# Android Custom Roms



## Tw!st3dVaP0r (30/10/13)

anyone playing around with android 4.3 on the galaxy s4?

busy downloading wanamlite and wanting to give it ago


----------



## CraftyZA (30/10/13)

Tw!st3dVaP0r said:


> anyone playing around with android 4.3 on the galaxy s4?
> 
> busy downloading wanamlite and wanting to give it ago


Not yet. I dont have any android devices yet. Spent too much on ios apps it will be stupid to switch now.

Reactions: Like 1


----------



## Tw!st3dVaP0r (30/10/13)

no worries .. im just woried about the nox boot loader
i always loaded custom roms on all my phones .. but now they go change the bootloader
lets hope i dont brick my phone then maybe ill make a S4 ecig mod lol


----------



## Stroodlepuff (30/10/13)

Speak to Gizmo  he does all that stuff

Reactions: Like 1


----------



## CraftyZA (30/10/13)

Tw!st3dVaP0r said:


> no worries .. im just woried about the nox boot loader
> i always loaded custom roms on all my phones .. but now they go change the bootloader
> lets hope i dont brick my phone then maybe ill make a S4 ecig mod lol


That sounds awesome. S4 ecig ftw!!


----------



## Space_Cowboy (30/10/13)

CraftyZA said:


> That sounds awesome. S4 ecig ftw!!


 
LOL +1


----------



## Tw!st3dVaP0r (30/10/13)

for now its Andy 4.3


----------



## Johnny2Puffs (30/10/13)

I'm still on Honeycomb!!!. It sucks. Specialy the keyboard. First letter mostly disappears and have to retype. 
Must ake a plan soon nd upgrade mine.


----------



## Tw!st3dVaP0r (30/10/13)

phone or tablet? if so what ones .. you can load a custom rom and renew the life of your old android device


----------



## ET (30/10/13)

i take it there's no sneaky way to run whatsapp from my pc?


----------



## Johnny2Puffs (30/10/13)

I have a Galaxy gt 7300 tablet. A bit scared to do it but will juice myself up with some strong whiskey flavour
this weekend and go for broke.
No local updates were made available for this model.


----------



## iPWN (30/10/13)

Was running Cyanogen mod 10.2 on my S3 but i sold it and got the HTC One , thinking of putting the Google Edition rom on it. Not a huge fan of htc's sense.


----------



## Tw!st3dVaP0r (30/10/13)

denizenx said:


> i take it there's no sneaky way to run whatsapp from my pc?
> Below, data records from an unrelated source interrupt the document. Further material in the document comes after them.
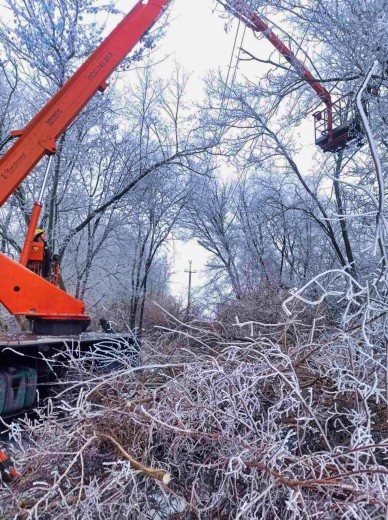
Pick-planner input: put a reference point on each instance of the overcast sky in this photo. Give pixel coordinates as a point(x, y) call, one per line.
point(196, 38)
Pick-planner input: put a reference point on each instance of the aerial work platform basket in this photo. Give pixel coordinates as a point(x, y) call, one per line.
point(346, 126)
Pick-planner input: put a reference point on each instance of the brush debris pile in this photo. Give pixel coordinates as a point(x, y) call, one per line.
point(270, 424)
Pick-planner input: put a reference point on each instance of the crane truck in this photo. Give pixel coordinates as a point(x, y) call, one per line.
point(54, 314)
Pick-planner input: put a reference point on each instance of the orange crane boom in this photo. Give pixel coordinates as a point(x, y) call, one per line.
point(23, 292)
point(39, 137)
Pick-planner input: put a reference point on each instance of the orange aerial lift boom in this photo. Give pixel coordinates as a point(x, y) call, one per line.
point(337, 125)
point(50, 309)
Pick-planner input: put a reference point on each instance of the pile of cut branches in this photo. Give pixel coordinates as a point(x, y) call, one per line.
point(211, 427)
Yess there is cnt rem the steps exactly bt ot kicks you offf your phone unless u use a diff number .
Ill see if i can find the post next time.. it could be as simple as running an android vm on your pc

Sent from my GT-I9500 using Tapatalk


----------



## Tw!st3dVaP0r (30/10/13)

iPWN said:


> Was running Cyanogen mod 10.2 on my S3 but i sold it and got the HTC One , thinking of putting the Google Edition rom on it. Not a huge fan of htc's sense.


Cyanogen is only recently avail for my varient of the s4 .. smasung not releasing code for the octa core.. the lte version thay runs on the snapdragon cpu supports more custom roms 

Sent from my GT-I9500 using Tapatalk


----------



## Tw!st3dVaP0r (26/11/13)

Cm11 is avail for galaxy s4 .. incliding the 19500.. kitkat for those daring .. video doesntvwrk n vad sound s are the known bugs so far

Sent from my GT-I9500 using Tapatalk


----------



## Gizmo (26/11/13)

Got a note 2 haven't flashed in while. What's a decent kitkat build for my phone?

Reactions: Like 1


----------



## Tw!st3dVaP0r (26/11/13)

Nt sure havnt read up on them i have the octa core i9500 nt alot of roms for this chipset bt ill hav a look n let you knwo .. what are u looking fpr performance or batt life? Themed or vinilla styled android 

Sent from my GT-I9500 using Tapatalk

Reactions: Like 1


----------